W cywilistyce nie budzi bowiem wątpliwości stanowisko, iż podczas kompensacji uszczerbku majątkowego niedopuszczalne jest przyznanie odszkodowania przenoszącego wartość samej szkody, gdyż doprowadziłoby to do bezpodstawnego wzbogacenia wierzyciela. Roszczenie z wyżej wskazanego przepisu art. 10 stanowi w istocie zryczałtowane odszkodowanie należne wierzycielowi z tytułu konieczności podjęcia czynności zmierzających do uzyskania płatności od dłużnika. W sytuacji, gdy koszty poniesione przez wierzyciela przewyższają kwotę stałej rekompensaty, nie jest możliwe żądanie zapłaty dodatkowo, obok rzeczywiście poniesionych kosztów, równowartości w złotych polskich kwoty 40 euro w oparciu o wyżej wskazany przepis art. 10, ponieważ byłoby to niezasadne świadczenie ponad uszczerbek wierzyciela. W zakresie wniosku pozwanego o odroczenie terminu płatności zasądzonego świadczenia Sąd Rejonowy wskazał, że był on bezzasadny bowiem nie zostały spełnione warunki do zastosowania przepisu art. 320 k.p.c.
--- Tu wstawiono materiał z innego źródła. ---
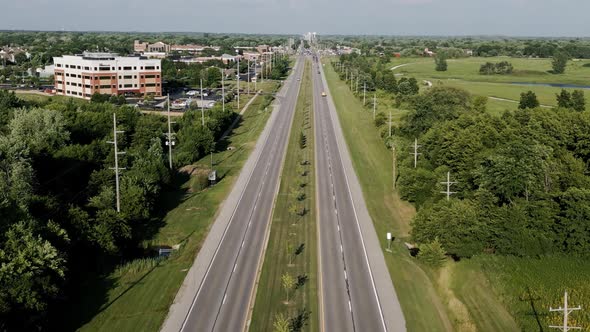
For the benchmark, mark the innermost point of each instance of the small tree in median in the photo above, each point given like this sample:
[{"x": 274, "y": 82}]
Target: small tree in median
[{"x": 288, "y": 283}]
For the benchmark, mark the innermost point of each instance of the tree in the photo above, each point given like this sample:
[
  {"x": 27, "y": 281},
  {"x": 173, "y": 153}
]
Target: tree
[
  {"x": 440, "y": 61},
  {"x": 528, "y": 100},
  {"x": 281, "y": 323},
  {"x": 432, "y": 253},
  {"x": 288, "y": 282},
  {"x": 480, "y": 104},
  {"x": 564, "y": 99},
  {"x": 31, "y": 270},
  {"x": 559, "y": 62},
  {"x": 39, "y": 129},
  {"x": 578, "y": 101}
]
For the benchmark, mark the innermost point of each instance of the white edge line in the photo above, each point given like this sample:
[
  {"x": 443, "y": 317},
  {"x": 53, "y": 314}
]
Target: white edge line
[
  {"x": 230, "y": 220},
  {"x": 353, "y": 207}
]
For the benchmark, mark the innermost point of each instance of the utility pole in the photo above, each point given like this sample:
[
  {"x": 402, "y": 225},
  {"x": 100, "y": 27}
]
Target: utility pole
[
  {"x": 222, "y": 90},
  {"x": 117, "y": 153},
  {"x": 415, "y": 153},
  {"x": 238, "y": 57},
  {"x": 389, "y": 123},
  {"x": 448, "y": 192},
  {"x": 374, "y": 105},
  {"x": 169, "y": 136},
  {"x": 202, "y": 106},
  {"x": 566, "y": 311},
  {"x": 394, "y": 157}
]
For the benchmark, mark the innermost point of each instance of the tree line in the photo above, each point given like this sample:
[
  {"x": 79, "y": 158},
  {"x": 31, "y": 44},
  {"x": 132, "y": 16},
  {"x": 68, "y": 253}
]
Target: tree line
[
  {"x": 521, "y": 179},
  {"x": 58, "y": 220}
]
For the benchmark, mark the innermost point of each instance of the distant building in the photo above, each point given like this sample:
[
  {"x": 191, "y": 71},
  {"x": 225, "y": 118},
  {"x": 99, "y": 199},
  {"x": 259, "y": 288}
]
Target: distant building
[
  {"x": 140, "y": 47},
  {"x": 83, "y": 75}
]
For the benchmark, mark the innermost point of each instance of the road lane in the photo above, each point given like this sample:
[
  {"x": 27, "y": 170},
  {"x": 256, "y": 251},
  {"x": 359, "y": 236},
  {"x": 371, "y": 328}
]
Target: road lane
[
  {"x": 366, "y": 311},
  {"x": 222, "y": 300}
]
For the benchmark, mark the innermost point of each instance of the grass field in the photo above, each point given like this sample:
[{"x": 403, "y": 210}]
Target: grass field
[
  {"x": 422, "y": 307},
  {"x": 529, "y": 286},
  {"x": 457, "y": 297},
  {"x": 137, "y": 295},
  {"x": 291, "y": 232},
  {"x": 464, "y": 73}
]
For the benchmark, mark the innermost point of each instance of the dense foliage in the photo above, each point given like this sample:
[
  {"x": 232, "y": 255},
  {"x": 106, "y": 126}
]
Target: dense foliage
[
  {"x": 522, "y": 180},
  {"x": 57, "y": 194}
]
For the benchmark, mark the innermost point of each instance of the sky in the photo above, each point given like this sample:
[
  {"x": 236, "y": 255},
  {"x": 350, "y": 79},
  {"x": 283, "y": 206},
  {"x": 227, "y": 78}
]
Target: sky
[{"x": 359, "y": 17}]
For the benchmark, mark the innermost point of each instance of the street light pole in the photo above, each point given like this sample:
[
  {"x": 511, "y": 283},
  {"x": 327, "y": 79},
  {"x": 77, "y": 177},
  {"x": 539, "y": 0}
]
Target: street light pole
[
  {"x": 238, "y": 57},
  {"x": 222, "y": 91},
  {"x": 202, "y": 106}
]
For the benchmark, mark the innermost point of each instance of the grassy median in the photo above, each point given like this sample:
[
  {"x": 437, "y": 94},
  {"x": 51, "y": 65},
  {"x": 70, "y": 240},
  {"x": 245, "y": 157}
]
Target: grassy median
[
  {"x": 292, "y": 251},
  {"x": 430, "y": 300},
  {"x": 137, "y": 295}
]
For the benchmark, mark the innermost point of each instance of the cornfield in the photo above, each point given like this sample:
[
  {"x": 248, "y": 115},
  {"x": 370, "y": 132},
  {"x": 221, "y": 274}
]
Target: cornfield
[{"x": 529, "y": 287}]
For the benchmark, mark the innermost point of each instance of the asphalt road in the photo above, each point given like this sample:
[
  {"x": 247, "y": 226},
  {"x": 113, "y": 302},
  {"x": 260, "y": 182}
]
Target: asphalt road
[
  {"x": 352, "y": 297},
  {"x": 222, "y": 300}
]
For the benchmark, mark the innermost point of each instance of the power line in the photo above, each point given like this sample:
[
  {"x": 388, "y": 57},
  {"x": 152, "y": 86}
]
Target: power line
[
  {"x": 169, "y": 136},
  {"x": 117, "y": 153}
]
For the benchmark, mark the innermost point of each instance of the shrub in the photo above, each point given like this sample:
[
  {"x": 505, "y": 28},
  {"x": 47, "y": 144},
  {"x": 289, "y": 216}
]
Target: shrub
[{"x": 432, "y": 254}]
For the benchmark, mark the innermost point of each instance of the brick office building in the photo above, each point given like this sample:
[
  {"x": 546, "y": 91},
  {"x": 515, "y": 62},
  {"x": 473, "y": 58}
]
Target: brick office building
[{"x": 83, "y": 75}]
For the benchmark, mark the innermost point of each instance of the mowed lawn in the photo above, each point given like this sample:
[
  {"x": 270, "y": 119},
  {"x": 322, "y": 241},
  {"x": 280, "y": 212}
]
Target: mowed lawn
[
  {"x": 137, "y": 295},
  {"x": 445, "y": 300},
  {"x": 464, "y": 74},
  {"x": 292, "y": 246}
]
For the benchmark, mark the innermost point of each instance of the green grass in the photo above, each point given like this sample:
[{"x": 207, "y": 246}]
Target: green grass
[
  {"x": 464, "y": 73},
  {"x": 290, "y": 229},
  {"x": 529, "y": 286},
  {"x": 422, "y": 307},
  {"x": 525, "y": 70},
  {"x": 137, "y": 296}
]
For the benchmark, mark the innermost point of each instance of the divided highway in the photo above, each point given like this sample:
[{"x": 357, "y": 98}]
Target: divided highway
[
  {"x": 217, "y": 293},
  {"x": 356, "y": 289}
]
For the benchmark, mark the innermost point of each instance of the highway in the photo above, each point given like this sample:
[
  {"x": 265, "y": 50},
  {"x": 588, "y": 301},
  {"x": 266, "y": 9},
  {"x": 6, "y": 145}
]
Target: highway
[
  {"x": 222, "y": 299},
  {"x": 352, "y": 297}
]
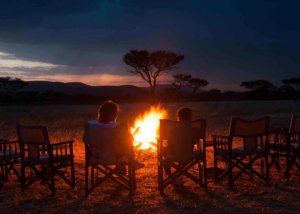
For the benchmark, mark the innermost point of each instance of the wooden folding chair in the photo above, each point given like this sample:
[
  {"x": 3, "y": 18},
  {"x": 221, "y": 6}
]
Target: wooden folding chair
[
  {"x": 254, "y": 136},
  {"x": 109, "y": 154},
  {"x": 286, "y": 144},
  {"x": 179, "y": 161},
  {"x": 45, "y": 160},
  {"x": 9, "y": 159}
]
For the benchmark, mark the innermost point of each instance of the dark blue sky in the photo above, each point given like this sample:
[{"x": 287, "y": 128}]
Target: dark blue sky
[{"x": 224, "y": 41}]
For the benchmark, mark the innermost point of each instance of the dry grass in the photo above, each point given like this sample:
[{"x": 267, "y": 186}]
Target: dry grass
[{"x": 66, "y": 122}]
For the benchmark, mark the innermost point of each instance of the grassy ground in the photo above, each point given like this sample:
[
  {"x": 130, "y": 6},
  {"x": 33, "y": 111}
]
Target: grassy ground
[{"x": 66, "y": 122}]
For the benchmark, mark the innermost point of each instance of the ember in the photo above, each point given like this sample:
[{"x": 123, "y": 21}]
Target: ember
[{"x": 146, "y": 128}]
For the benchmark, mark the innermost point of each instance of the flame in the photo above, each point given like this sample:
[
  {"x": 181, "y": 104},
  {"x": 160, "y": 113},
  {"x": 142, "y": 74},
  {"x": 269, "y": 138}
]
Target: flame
[{"x": 146, "y": 128}]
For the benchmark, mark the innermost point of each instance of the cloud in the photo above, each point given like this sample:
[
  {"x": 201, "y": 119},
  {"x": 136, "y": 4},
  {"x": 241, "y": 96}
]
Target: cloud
[
  {"x": 9, "y": 61},
  {"x": 223, "y": 41}
]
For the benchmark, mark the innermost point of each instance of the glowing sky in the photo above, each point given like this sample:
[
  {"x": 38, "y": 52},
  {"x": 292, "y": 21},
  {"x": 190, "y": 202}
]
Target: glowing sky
[{"x": 224, "y": 42}]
Sąd ten podkreślił, że instytucja z art. 320 k.p.c. ma charakter wyjątkowy, znajdujący zastosowanie wyłącznie w szczególnie uzasadnionych przypadkach. Ochrona, jaką zapewnia dłużnikowi norma art. 320 k.p.c., nie może być stawiana ponad ochronę wierzyciela w procesie cywilnym. Strona pozwana upatrywała spełnienia hipotezy normy prawnej art. 320 k.p.c. w swojej sytuacji majątkowej. Sąd Rejonowy wskazał jednak, że zarówno powódka jak i pozwany uczestniczą w obrocie gospodarczym, rynkowym. Pozwany jest zobligowany do prowadzenia działalności planowej, ukierunkowanej na racjonalne gospodarowanie powierzonym mu mieniem, mimo braku celu w postaci uzyskiwania zysku. Pozwany, wobec swojej roli, do jakiej został powołany, a także wobec faktu uczestniczenia w życiu gospodarczym powinien dochować należytej staranności podczas prowadzenia swoich spraw i zabezpieczyć środki pieniężne na zapłatę zaciągniętych zobowiązań. Instytut uczestniczy bowiem w obrocie cywilnoprawnym na takich samych zasadach, jak każdy inny podmiot. Zasada równości stron stosunków cywilnoprawnych sprawia, że ich interesy winny podlegać identycznej ochronie prawnej. Pozwany powinien więc ponosić skutki własnych działań i zaniechań w takim samym zakresie jak każdy inny podmiot uczestniczący
w gospodarczym obrocie cywilnoprawnym. Zdaniem Sądu Rejonowego rozważając możliwość zastosowania instytucji z art. 320 k.p.c. należy pamiętać, że powódka prowadzi działalność gospodarczą polegającą na dostarczaniu produktów medycznych i odbiorcami jej usług są przede wszystkim szpitale. W sytuacji, w której każdy szpital nie regulujący należności w terminie byłby po wszczęciu postępowania sądowego zwalniany od obowiązku uiszczania należnych odsetek oraz kosztów procesu, powodowa spółka byłaby stale narażona na straty. Jednocześnie Sąd I instancji wskazał, że twierdzenia pozwanego, iż pozyska on środki pieniężne umożliwiające spłatę zadłużenia pozwanego mają charakter spekulatywny. Ministerstwo Zdrowia jedynie zaakceptowało plan restrukturyzacji. Minister Skarbu nie wypowiedział się dotychczas w tej materii. Sąd I instancji podkreślił również, że wysokość należnego powódce od pozwanego świadczenia stanowi nikły ułamek jednego procenta łącznej wysokości zadłużenia pozwanego. Oznacza to, że niezastosowanie w przedmiotowym przypadku instytucji z art. 320 k.p.c. nie będzie w ogóle zauważalne w sytuacji pozwanego. Zastosowanie zaś instytucji z art. 320 k.p.c. w przedmiotowym przypadku nie zmieniłoby sytuacji pozwanego w zauważalny sposób, uwzględniając kompleksową sytuację majątkową Instytutu, w tym sumę długów ciążących na pozwanym. Odnosząc się do wniosku o nieobciążanie pozwanego kosztami procesu Sąd I instancji wskazał, że z powyżej wskazanych powodów nie znalazł podstaw do zastosowania możliwości wskazanej w art. 102 k.p.c., ani też art. 101 k.p.c. i orzekł o kosztach procesu w oparciu o treść art. 98 § 1 i 3 k.p.c., ponieważ powódka ostała się niemal w całości ze zgłoszonym roszczeniem, a pozwany ignorując swoje obowiązki umowne dał powód do wytoczenia powództwa.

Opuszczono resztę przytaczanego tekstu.